Im 29 Jahre alten Volvo 245 ist Funktion die Basis für Schönheit

Unser großer Begleiter ist noch gut in Schuss und bewältigt seit dem 15. März 1991 die Alltagsmobilität einer fünfköpfigen Familie. Davon läuft ein Mitglied auf vier Pfoten, haart mitunter und liegt gerne mit mildem Sabbern im Laderaum. Bosco ist ein tapferer Mischlingshund aus Labrador, Breard und australischem Shepherd. Das merkt man ihm nicht an, er sieht halt aus wie ein großer Hund, der mit einem Schwanzwedeln einen mittelgroßen Kaffeetisch abräumen kann. Unsere Freundin Dorothée hat ihn kurz vor ihrem Umzug in die Wüste von Arizona als Geschenk übergeben. Da war er noch ein Welpe, vor etlichen Jahren. In der Hundeschule lernte er Manieren und Petra, die Mutter der Familien-Kompanie, brachte ihm das Leben mit dem Volvo bei: Bereits beim ersten, leisen Klack der Zentralverriegelung wacht Bosco aufmerksam vor der Heckklappe.
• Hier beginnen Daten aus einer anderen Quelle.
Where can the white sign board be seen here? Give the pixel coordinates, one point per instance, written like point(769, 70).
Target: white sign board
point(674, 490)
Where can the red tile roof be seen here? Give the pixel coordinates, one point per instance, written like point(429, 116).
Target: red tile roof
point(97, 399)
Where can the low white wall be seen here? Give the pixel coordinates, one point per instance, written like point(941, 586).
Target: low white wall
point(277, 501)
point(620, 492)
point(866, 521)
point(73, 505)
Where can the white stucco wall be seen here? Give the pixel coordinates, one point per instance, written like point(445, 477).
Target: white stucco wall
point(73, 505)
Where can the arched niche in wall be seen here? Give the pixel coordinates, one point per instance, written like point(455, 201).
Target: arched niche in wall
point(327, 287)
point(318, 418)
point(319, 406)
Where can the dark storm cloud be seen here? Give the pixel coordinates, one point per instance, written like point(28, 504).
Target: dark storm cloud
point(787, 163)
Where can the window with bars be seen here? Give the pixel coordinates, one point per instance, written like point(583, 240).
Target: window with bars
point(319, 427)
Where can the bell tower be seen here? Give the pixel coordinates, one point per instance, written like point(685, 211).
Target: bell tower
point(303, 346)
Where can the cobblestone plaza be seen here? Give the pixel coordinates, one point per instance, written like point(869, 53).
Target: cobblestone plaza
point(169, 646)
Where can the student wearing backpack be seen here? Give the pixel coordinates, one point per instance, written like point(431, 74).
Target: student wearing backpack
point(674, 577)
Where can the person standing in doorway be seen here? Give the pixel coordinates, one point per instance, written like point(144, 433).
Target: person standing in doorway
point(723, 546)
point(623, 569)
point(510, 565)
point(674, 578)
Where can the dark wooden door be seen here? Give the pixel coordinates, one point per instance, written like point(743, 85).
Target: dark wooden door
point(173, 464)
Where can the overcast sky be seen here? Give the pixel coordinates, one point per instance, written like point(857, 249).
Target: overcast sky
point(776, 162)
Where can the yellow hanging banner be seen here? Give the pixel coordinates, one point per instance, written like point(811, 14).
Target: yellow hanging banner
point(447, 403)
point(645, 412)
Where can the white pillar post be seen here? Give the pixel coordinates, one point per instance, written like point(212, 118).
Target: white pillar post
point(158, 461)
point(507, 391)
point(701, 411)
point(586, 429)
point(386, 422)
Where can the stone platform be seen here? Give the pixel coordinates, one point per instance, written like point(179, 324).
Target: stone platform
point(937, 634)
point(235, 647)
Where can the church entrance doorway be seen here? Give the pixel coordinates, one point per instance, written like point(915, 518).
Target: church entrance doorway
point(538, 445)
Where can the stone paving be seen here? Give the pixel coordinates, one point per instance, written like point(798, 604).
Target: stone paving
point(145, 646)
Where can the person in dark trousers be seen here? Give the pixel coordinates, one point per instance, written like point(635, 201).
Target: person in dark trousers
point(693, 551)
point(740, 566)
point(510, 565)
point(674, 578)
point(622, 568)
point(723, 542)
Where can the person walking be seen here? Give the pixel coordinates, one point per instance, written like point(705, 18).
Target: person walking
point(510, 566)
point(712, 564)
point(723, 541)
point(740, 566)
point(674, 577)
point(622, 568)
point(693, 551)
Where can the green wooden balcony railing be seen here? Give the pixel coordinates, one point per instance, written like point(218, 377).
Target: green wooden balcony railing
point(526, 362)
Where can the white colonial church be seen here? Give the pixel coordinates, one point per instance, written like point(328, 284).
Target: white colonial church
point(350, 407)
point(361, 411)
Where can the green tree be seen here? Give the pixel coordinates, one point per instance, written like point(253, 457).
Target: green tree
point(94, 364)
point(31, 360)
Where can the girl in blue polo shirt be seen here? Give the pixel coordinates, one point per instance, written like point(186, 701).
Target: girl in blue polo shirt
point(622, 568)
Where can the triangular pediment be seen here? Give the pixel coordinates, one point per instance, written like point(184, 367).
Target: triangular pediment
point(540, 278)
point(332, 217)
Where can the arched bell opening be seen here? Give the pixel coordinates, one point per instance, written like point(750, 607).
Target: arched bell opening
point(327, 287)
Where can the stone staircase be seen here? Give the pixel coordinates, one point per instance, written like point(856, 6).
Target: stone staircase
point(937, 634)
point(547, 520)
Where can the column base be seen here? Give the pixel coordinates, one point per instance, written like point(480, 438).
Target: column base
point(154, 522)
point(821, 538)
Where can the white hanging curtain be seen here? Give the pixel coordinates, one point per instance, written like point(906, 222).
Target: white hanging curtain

Sie ist kaum offen, da wirft er sich mit einem einzigen Satz und einem Zufriedenheits-Seufzer auf seine Decke und ist startbereit. Allerdings ist Bosco nicht mehr dabei, he passed away, an einem 19. Januar vor zwei Jahren. Nicht nur der Volvo vermisst ihn. Aber es gibt alsbald einen Nachfolger, der einfach wieder Bosco heißt, denn es gibt keine Zweifel: der erste Bosco „was a dog of gold“.

Zwar firmiert dieser Volvo als ein Teil der Baureihe 240, die Schweden hatten schon damals eine strenge Modell-Ordnung, was einfach war, weil es nicht wirklich viele Baureihen gab. Aber die Baureihe 200 startete 1974, und war im Prinzip eine Fortschreibung der noch strengeren 100-Linie. Bis zum Ende der 200-Baureihe hatte Volvo nichts besseres zu tun, als über zwei Millionen Exemplare davon zu bauen. Die meisten davon fahren in amerikanischen Intelligenz-Filmen herum, bei Woody Allen zum Beispiel kommt kein High-School-Prof ohne einen 245 aus, alternativ muss Saab gefahren werden, die meisten Volvos sind gefühlt noch in Deutschland unterwegs, und natürlich in Schweden. Für die Vier in der Modellbezeichnung wurde eine Ableitung vom Vierzylinder gewählt und die Fünf kam vom Kombi, der vier Türen hatte, plus die Hecktür, die ist freilich eine Klappe und damit sind wir bei unserem Volvo 245.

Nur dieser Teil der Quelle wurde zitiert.